I was an owl until I did a few years of night shifts - it basically scrambled my body clock, but more importantly, forced me to see sleep as a health thing. I truly learned how much sleep I personally require (seven hours) and how to have a proper routine to fall asleep. It also gave me a horror of being tired - not just a bit tired from a one off late night, but truly chronically underslept. Since then, even after returning to a standard 9-5, I've been a lark.

But then I don't know if that would have happened anyway - I think lark ness comes with age :)

MintyMabel · 04/05/2020 20:13

I'm not a morning person, never have been. I'm not sure why this apparently makes me lazier or inferior.

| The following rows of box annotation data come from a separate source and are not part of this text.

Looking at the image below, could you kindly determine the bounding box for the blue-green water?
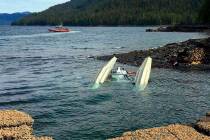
[0,26,210,140]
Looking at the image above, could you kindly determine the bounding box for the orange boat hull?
[48,28,70,32]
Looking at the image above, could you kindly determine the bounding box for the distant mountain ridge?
[0,12,30,25]
[13,0,203,26]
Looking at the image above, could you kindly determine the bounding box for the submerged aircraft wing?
[95,57,117,84]
[135,57,152,91]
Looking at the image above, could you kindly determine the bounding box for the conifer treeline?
[13,0,203,26]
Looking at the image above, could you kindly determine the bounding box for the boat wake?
[0,31,80,39]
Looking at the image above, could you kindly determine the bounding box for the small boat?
[48,26,70,32]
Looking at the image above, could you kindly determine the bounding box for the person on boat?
[116,67,127,75]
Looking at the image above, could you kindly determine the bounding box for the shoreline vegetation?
[95,37,210,70]
[12,0,203,26]
[146,24,210,33]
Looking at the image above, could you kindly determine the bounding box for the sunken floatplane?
[93,56,152,91]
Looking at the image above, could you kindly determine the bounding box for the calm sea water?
[0,26,210,140]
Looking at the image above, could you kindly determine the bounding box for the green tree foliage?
[199,0,210,24]
[13,0,202,26]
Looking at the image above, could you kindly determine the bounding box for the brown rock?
[0,125,32,140]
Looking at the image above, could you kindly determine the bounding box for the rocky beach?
[146,25,210,32]
[96,38,210,70]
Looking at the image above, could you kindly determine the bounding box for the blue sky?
[0,0,70,13]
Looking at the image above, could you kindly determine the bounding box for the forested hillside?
[0,12,30,25]
[13,0,203,26]
[199,0,210,24]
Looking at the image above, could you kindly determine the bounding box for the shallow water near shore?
[0,26,210,140]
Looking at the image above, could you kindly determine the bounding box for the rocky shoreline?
[96,37,210,70]
[0,110,53,140]
[110,113,210,140]
[146,25,210,32]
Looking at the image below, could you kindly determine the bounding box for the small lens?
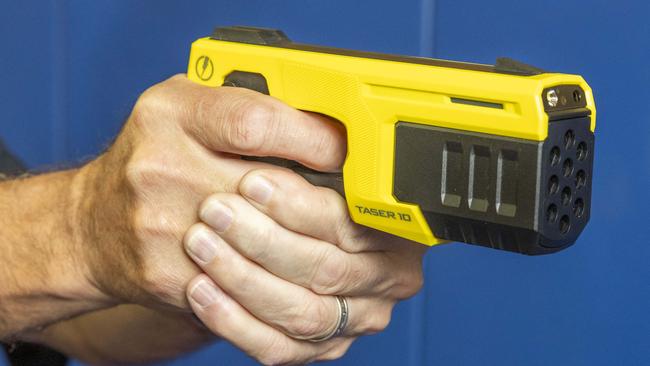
[549,146,560,166]
[560,215,571,234]
[576,169,587,189]
[562,159,573,177]
[576,141,589,161]
[546,204,557,224]
[573,198,585,218]
[548,175,560,195]
[560,187,571,206]
[564,130,576,149]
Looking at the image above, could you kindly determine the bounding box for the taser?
[187,26,596,254]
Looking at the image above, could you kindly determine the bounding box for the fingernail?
[187,230,217,263]
[199,200,233,233]
[242,175,273,205]
[190,280,220,307]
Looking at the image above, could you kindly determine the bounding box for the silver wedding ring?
[309,296,350,342]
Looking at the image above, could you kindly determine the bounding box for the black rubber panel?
[210,26,291,46]
[393,117,594,254]
[210,26,543,76]
[223,71,269,95]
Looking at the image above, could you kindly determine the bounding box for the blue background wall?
[0,0,650,365]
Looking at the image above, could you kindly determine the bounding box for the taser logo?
[354,205,411,222]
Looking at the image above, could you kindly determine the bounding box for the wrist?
[0,170,110,339]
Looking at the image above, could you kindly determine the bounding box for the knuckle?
[311,247,352,295]
[319,340,352,361]
[255,337,298,366]
[224,98,277,151]
[287,299,333,339]
[130,83,174,129]
[360,306,392,334]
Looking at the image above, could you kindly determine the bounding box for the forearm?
[32,305,216,364]
[0,170,109,340]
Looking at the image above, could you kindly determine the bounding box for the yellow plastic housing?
[187,37,596,245]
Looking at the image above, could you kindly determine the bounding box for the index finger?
[148,75,346,171]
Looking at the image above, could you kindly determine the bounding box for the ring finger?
[185,224,392,339]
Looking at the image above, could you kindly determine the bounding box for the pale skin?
[0,75,425,364]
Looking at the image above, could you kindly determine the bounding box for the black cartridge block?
[393,116,594,254]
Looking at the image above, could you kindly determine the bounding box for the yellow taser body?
[187,27,595,252]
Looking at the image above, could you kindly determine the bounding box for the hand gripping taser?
[187,27,596,254]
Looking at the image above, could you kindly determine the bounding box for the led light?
[546,89,559,107]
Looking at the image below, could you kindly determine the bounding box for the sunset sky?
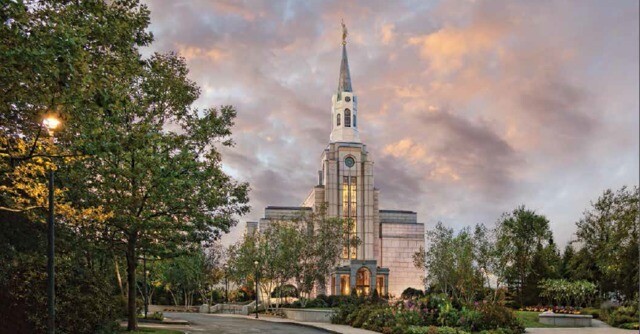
[144,0,640,246]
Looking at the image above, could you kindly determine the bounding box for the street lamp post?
[142,252,149,319]
[253,261,260,319]
[42,116,60,334]
[224,264,229,303]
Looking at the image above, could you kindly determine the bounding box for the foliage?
[606,304,640,327]
[229,210,343,309]
[271,284,299,298]
[407,326,470,334]
[580,307,600,319]
[413,222,491,303]
[0,0,248,329]
[332,294,524,333]
[495,206,559,305]
[0,212,123,334]
[572,186,640,300]
[400,287,424,299]
[515,310,555,328]
[153,248,222,306]
[540,279,597,306]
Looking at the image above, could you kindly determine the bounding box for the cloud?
[145,0,640,248]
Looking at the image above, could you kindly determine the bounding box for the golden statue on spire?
[342,19,347,45]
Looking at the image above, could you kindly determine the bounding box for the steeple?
[329,22,360,143]
[338,41,353,94]
[338,21,353,94]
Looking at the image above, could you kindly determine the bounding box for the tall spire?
[338,21,353,93]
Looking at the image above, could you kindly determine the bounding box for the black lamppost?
[224,263,229,304]
[42,115,60,334]
[253,260,260,319]
[142,252,149,319]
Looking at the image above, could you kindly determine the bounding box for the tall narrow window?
[344,109,351,128]
[342,176,358,259]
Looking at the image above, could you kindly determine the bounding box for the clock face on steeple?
[344,157,356,168]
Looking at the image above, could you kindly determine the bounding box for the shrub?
[607,305,638,327]
[306,298,329,308]
[618,322,640,330]
[362,307,396,333]
[474,302,524,333]
[438,302,460,326]
[458,307,483,332]
[406,326,469,334]
[580,307,600,319]
[400,288,424,299]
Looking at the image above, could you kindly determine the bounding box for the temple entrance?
[340,275,349,296]
[356,267,371,296]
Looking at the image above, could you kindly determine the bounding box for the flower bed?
[519,305,582,314]
[332,295,524,334]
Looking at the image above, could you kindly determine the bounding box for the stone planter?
[538,313,593,327]
[282,308,335,324]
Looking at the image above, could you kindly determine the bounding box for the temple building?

When we first got together OH made some comment about it - he's an early riser and suggested it was lazy of me. I pointed out to him that when he is napping in the afternoon or sitting in the evenings doing nothing, I'm actually doing stuff around the house. I'm no more or less active than he is, I just do stuff at different times.

When DD came along, our different schedules made it all a whole lot easier. He was up early with her in the mornings, I had her whilst he napped in the afternoons. I was doing the late night wakings he was taking over at 4am as he was up anyway. Perfect balance.

MintyMabel · 04/05/2020 20:14

I think lark ness comes with age

I'm late 40s and would disagree. As would my night owl mum who is 75.

TinRoofRusty · 04/05/2020 20:15

Nope, I'm 50 and have never been a lark. My mother's the same, age 79.